Why is it easier for most of us to get naked than express our feelings? I don’t know why I’m having such a hard time writing these lines. I’ve sit here staring at my laptop screen many times. I’ve handwritten several ideas – all linked between them by irregular lines. I wrote about my childhood. I wrote about my present. I’ve done it in my mother tongue and it haven’t worked. Neither has it in English.
Maybe I’m afraid of being too narcissistic, too obvious, too cliché. Perhaps it is because my life is in motion where everything seems to be changing, acquiring a new meaning still unknown to me. Probably it’s just that I’m terribly scared of being emotionally exposed.
“Let it flow” says Chris when I text him about my blockage. His words comes in to help me get loose as parts of his body did during the shoot: a hand here, a foot there, and I started to feel more comfortable, more myself. The truth is that I had a weird but yet familiar feeling while being in front of the camera. A mix of desire and discomfort. It felt unnatural at the beginning because, even though I consider myself as a shy and not very social person, I am not. Especially when I’m naked, I tend to talk a lot as if words could distract the attention from my body.
Instead, the photoshoot was silent. I wasn’t myself in this sort of body-monologue so Chris intervened and it worked. Or I think so. Suddenly it was less solitary, more organic and it reassured me – or it does it now – facing one of my recent deepest fears: the feeling that, as a result of the hyper-sexualization I’ve experienced last years, sex has lost its social dimension to be only about me, about my pleasure.
At the same time, it felt familiar because it’s pretty much the way I’ve always related to sex and with my identity. Queer kids grow up in this uncomfortable feeling of not recognizing themselves with their peers, expecting for something unknown that has yet to come and trying to go unnoticed until then. Some stronger personalities develop earlier their identities, accepting themselves and adapting smoother to the real world. It wasn’t my case.
I was the kind of kid that keeps hiding behind his mother’ skirt. Always afraid of the other boys. Growing up, coming out and – unexpected twist plot – starting to feel attractive and desired happened so fast. And it blew my mind. Best drug I ever had. But as it happens with any drug, everything that goes up must come down. And the fall is especially hard in a city with 5 million fags where sex is always an option. Where desire is so unavoidable.
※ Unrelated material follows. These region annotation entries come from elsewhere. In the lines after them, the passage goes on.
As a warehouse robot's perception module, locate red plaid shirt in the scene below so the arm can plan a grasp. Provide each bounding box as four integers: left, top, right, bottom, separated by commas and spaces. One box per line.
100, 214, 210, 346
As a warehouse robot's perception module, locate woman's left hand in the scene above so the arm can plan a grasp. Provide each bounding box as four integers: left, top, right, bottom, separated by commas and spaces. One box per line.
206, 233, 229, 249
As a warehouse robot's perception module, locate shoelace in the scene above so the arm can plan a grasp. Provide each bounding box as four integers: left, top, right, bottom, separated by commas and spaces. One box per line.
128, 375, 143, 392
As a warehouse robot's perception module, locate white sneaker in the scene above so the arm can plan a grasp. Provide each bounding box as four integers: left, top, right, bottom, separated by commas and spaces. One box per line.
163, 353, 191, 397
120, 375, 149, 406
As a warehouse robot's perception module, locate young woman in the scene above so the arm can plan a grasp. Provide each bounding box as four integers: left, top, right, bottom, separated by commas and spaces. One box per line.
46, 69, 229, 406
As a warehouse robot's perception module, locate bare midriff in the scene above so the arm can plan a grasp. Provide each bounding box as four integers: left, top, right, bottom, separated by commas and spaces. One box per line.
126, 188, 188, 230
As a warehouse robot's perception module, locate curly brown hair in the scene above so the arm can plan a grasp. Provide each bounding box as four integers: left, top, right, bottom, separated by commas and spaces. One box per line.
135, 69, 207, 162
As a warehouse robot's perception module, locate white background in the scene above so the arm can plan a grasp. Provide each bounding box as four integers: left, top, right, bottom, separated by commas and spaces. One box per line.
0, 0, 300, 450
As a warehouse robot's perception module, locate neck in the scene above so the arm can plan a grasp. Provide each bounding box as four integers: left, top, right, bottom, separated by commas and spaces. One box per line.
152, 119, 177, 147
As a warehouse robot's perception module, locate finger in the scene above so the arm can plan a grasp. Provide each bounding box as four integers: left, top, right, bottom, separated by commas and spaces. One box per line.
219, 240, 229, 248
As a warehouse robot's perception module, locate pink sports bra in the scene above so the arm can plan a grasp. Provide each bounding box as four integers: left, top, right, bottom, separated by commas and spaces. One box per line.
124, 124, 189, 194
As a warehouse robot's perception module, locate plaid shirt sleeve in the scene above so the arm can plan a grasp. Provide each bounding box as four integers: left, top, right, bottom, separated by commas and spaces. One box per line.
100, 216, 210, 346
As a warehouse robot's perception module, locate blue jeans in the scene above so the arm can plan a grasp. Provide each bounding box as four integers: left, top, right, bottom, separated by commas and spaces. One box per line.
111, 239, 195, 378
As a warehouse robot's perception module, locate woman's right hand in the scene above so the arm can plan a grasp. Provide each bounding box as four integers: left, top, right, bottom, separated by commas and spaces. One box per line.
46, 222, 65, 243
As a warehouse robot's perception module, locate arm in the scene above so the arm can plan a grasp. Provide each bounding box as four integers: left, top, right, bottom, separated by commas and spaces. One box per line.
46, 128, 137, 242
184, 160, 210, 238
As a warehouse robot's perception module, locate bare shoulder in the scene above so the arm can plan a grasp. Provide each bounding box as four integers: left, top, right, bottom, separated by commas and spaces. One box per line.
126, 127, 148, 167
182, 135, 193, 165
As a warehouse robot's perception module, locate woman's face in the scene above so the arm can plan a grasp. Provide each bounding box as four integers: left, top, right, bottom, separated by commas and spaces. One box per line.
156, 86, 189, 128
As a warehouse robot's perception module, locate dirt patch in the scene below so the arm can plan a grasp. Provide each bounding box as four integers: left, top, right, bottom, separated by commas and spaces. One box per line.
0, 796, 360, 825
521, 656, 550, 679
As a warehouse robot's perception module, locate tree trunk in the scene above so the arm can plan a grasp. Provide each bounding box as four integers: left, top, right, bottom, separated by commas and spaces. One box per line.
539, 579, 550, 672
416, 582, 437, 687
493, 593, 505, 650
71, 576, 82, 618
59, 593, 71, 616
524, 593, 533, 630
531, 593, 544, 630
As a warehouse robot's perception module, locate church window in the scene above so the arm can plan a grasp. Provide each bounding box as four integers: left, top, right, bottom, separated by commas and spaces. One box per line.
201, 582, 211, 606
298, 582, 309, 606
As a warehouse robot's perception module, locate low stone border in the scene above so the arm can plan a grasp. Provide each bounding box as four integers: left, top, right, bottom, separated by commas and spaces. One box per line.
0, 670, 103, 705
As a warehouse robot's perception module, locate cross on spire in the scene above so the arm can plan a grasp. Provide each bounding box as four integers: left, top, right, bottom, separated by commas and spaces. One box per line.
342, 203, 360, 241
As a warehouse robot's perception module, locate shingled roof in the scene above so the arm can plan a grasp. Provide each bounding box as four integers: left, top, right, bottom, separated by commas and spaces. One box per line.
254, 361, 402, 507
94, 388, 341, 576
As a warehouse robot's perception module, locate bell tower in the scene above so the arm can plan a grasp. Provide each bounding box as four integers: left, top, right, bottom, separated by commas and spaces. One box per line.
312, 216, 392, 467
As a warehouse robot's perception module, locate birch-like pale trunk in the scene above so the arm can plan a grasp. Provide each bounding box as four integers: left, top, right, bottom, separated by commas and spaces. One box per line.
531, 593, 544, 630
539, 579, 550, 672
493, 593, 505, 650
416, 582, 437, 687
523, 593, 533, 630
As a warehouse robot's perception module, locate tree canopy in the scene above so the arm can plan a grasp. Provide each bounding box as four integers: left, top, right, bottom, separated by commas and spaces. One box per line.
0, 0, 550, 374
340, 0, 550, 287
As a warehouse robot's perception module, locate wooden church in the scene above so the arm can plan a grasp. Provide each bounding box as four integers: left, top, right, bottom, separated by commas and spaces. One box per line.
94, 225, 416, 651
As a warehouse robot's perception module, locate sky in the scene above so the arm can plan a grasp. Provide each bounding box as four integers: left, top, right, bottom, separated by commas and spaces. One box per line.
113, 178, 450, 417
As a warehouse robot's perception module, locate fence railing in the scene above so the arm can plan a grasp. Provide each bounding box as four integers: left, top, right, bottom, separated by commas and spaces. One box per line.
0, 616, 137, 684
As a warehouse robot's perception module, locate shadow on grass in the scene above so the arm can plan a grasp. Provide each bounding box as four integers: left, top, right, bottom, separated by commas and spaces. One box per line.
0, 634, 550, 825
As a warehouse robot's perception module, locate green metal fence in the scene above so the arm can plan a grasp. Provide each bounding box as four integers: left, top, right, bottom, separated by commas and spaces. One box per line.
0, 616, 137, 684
That was the moment Chris reach me and even if I always joke – with a certain disdain of my “former” misfitted prejudices – on how it seems that any gay men needs to dye blond or pink, get an STD and do a naked photoshoot to get the gay ID, I did it. I enjoyed it and I’ve learnt from it. Maybe because things are the way they are for some reason. Perhaps because it has forced me to put it down in words some of my ideas about how I relate with sex. Probably because I’m narcissistic and a cliché. Surely because it’s a necessary step towards the balance I’m looking for.